It sounds like the stuff of science-fiction; computer-based systems that can learn behavior pattern and make predictions about future incidents in both the physical and virtual world. After all, just mentioning the term “artificial intelligence” typically conjures up thoughts of machines becoming self-aware and annihilating humankind vis-a-vis “The Terminator.” But while some may brush off the idea that security systems leveraging artificial intelligence or AI, for short, will ever come to fruition, the reality is they are already being implemented in a variety of applications.
Just last month, Armorway, which has patented an artificial intelligence platform that combines a variety of analytics with cognitive intelligence and deep machine learning, announced that it has received $2.5 million in funding from a variety of investors. The company, which has received support in the past from the University of Southern California, the Department of Homeland Security, Department of Defense and U.S. Army Research Office, said the money will help further develop its AI and prescriptive analytics solutions.
According to Armorway CEO and co-founder Zareh Baghdasarian, the company’s technology was created as a result of many of years research related to helping these aforementioned government entities better leverage data they had with more limited decision-making resources. Specifically, Baghdasarian says their goal was to develop a solution that would help these organizations be more proactive in their decision making towards security, planning, and other areas.
One thing that really differentiates the Armorway AI platform from anything else currently available in the marketplace is that it incorporates not just one or two different kinds of analytics, but a combination of four different types of analytics to provide users with a comprehensive risk picture including:
- Descriptive analytics that shows the user what has happened and provides them with tools, such as tables and charts, to help them actually visualize an incident.
- Diagnostic analytics that tells users why an incident happened and the Armorway platform that uses approaches like deep machine learning, regression analysis and other statistical tools to help them understand exactly what happened in their environment.
- Predictive analytics that uses the information provided by descriptive and diagnostic analytics to explain what happened and why, and to predict what’s going to happen in the future.
- Prescriptive analytics leverages tools, such as “Game Theory,” that can optimization, simulation and graph analysis to determine what an end user's best course of action is given that an adversary is trying to do similar things on the opposite site of the equation.
Armorway’s AI platform is also unique in that it can alert users to both physical and cyber threats. Because their solution actively integrates all of the data being generated within an organization, Baghdasarian says they can help end-users plan and prepare all types of risks – whether they be physical crimes committed on premises or a malicious insider looking to exfiltrate sensitive data.
“For example, if you see an event happening and there is an alarm that comes up that there is a possibility that something could happen, you’ve got to assign your resources for your countermeasures to combat that,” Baghdasarian says. “We would alert your countermeasure deployments according to the event on the alerts.”
In addition, because they’ve discovered that end-users receive too many alerts as it is, Armorway’s software actually prioritizes them so that in the event of an investigation, they can look back to determine what alerts might have been the most relevant. Alternatively, in a real-time situation, end-users can observe these alerts as the system is making recommendations to see why it is suggesting they take a specific action.
When it comes to what the system is looking for in terms of nefarious behaviors, it really depends on the type of environment in which it is being asked to operate. For example, with regard to crimes committed on an educational campus, the software will look at all of the incidents that have been reported on the campus historically, where they have happened and what times they’ve happened combined with things such as class schedules and social media postings to see what factors can actually predict future crimes.

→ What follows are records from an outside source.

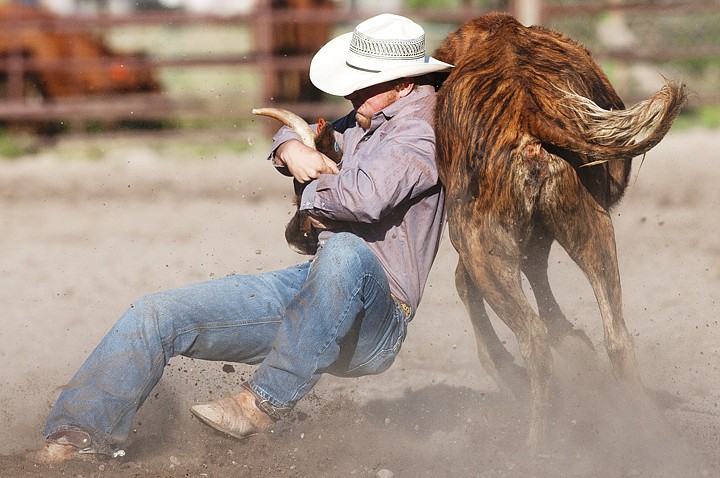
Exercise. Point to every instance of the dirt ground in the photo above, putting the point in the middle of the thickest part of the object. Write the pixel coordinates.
(81, 239)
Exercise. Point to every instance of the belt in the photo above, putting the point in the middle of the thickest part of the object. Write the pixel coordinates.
(406, 308)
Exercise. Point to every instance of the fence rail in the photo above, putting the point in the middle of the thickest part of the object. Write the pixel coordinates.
(161, 106)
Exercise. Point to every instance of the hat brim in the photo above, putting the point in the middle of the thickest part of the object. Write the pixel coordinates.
(330, 72)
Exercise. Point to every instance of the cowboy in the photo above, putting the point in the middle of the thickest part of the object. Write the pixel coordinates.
(345, 312)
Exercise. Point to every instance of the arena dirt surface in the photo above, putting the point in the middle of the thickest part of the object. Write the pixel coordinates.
(82, 239)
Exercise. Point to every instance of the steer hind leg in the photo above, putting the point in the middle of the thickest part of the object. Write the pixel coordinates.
(494, 357)
(586, 232)
(567, 340)
(497, 275)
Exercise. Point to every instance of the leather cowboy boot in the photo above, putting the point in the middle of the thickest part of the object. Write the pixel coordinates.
(239, 416)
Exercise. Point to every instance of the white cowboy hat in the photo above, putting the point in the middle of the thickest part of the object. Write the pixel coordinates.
(382, 48)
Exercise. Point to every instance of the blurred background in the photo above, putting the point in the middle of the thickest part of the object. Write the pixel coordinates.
(113, 66)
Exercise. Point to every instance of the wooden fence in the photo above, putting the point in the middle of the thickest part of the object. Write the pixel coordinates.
(261, 58)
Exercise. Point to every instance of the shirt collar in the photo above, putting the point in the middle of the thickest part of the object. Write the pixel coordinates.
(389, 112)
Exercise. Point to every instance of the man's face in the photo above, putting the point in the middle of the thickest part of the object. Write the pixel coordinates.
(372, 99)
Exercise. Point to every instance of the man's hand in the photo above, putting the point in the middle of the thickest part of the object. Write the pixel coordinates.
(305, 164)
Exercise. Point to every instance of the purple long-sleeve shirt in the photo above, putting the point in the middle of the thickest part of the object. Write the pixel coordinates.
(387, 189)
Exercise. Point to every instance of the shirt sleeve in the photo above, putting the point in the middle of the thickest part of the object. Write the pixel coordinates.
(398, 168)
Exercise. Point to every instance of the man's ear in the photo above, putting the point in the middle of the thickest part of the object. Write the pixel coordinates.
(405, 86)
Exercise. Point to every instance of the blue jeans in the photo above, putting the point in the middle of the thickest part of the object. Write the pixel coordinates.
(334, 315)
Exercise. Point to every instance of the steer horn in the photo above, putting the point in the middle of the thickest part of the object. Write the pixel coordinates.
(292, 121)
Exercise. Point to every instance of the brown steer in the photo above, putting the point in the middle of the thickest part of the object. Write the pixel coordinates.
(535, 146)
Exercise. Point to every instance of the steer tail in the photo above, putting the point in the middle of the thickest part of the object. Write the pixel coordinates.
(602, 135)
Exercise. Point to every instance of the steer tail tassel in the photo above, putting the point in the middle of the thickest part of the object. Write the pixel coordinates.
(612, 134)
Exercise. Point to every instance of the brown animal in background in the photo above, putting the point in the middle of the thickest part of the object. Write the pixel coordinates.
(300, 234)
(100, 70)
(535, 146)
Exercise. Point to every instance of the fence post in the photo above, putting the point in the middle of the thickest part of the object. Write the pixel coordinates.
(263, 50)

The system can also integrate with security sensors – surveillance cameras, access card readers, etc. – an end-user may have along with any types of analytics they provide.
“If there is an environment where they have cameras and video analytics installed we will integrate with that and then we will basically, according to their resource deployment, coordinate what needs to be monitored,” Baghdasarian adds. “Another area we integrate with currently is physical access door locks for employee screening, which is very critical in some environments where you only want certain employees to be at certain places at certain hours and you want to monitor their behavior. For example, if you have someone who comes to the office every day from 8 a.m. to 5 p.m. and then all of sudden they start coming in from 5 p.m. to 9 p.m., they probably don’t need to be there during that time. We integrate with the access logs and we consider that in our recommendations.”
The company already counts the U.S. Coast Guard, Federal Air Marshall Service, Los Angeles County Metropolitan Transportation Authority, as well as a variety of municipal and university police departments among its customers. Baghdasarian says they believe the software is not only applicable to law enforcement and government agencies but enterprises and critical manufacturing facilities as well.